Ray Burns died instantly after being involved in a collision with a loading shovel at the company’s recycling facility at the Wilton Industrial Site, Grangetown near Middlesbrough.
The accident happened 19 December 2008.
The Health and Safety Executive (HSE) found that no segregation measures had been put in place by UK Wood Recycling Ltd to separate vehicles and pedestrians working on the site. Workers were unprotected from the dangers of constantly moving vehicles – despite previous incidents where vehicles had collided, and workers reporting other near misses.
David Lee, chief operating Officer at UK Wood Recycling (UKWR), said: “We are extremely sorry that Ray lost his life as a result of an incident at work and there is nothing we can say to change that for Ray or his family.
David Lee, UK Wood Recycling – “We are extremely sorry that Ray lost his life as a result of an incident at work and there is nothing we can say to change that for Ray or his family”
“The court has today awarded us a fine which it deems to be appropriate and we accept its decision.
“Since the incident occurred in 2008, we have worked tirelessly to improve our health and safety procedures on site. We have introduced a number of measures to ensure that pedestrians and vehicles do not come into contact, including the introduction of improved pedestrian walkways, pedestrian exclusion zones, radio communication between our workers to alert drivers to any pedestrians who need to cross the site, and mobile picking stations to remove the need for people to be on the ground.
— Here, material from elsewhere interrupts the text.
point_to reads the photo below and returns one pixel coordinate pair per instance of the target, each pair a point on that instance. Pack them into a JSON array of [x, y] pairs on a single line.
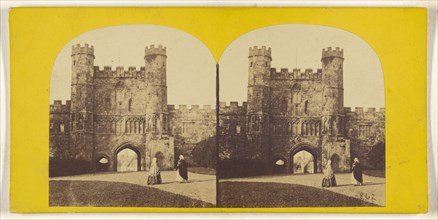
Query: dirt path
[[200, 186], [372, 191]]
“We take health and safety very seriously and will continue to work on improving standards not only in our own business, but also driving higher standards across our industry.”
Following the incident in 2008, UKWR has:
- carried out a full review of its site procedures and layout
- produced an audit report and action plan to monitor the progress of improvements that were required
- immediately stopped all vehicle movements while pedestrians were on site. This is communicated by staff on the ground via radios
- created specific pedestrian walkways around the site
- introduced the use of a mobile picking station so workers removing materials from the waste wood are elevated above the ground and therefore away from vehicles
- introduced full CCTV coverage of the site.
HSE Inspector Bruno Porter, said: “This was an entirely preventable death caused by the company failing to have a system to allow vehicles and pedestrians to move safely around each other. Ideally, this segregation is achieved by the vehicles and pedestrians having separate traffic routes. If they share a route or area then physical barriers should be used to keep them apart, or other means of preventing moving vehicles and people being in the same place at the same time.
“The waste industry has a very high injury rate, and most of the fatal and major injuries relate to transport issues. The risks of serious injury and, all too frequently, death, resulting from the failure to control the safe movement of vehicles and pedestrians are widely recognised.”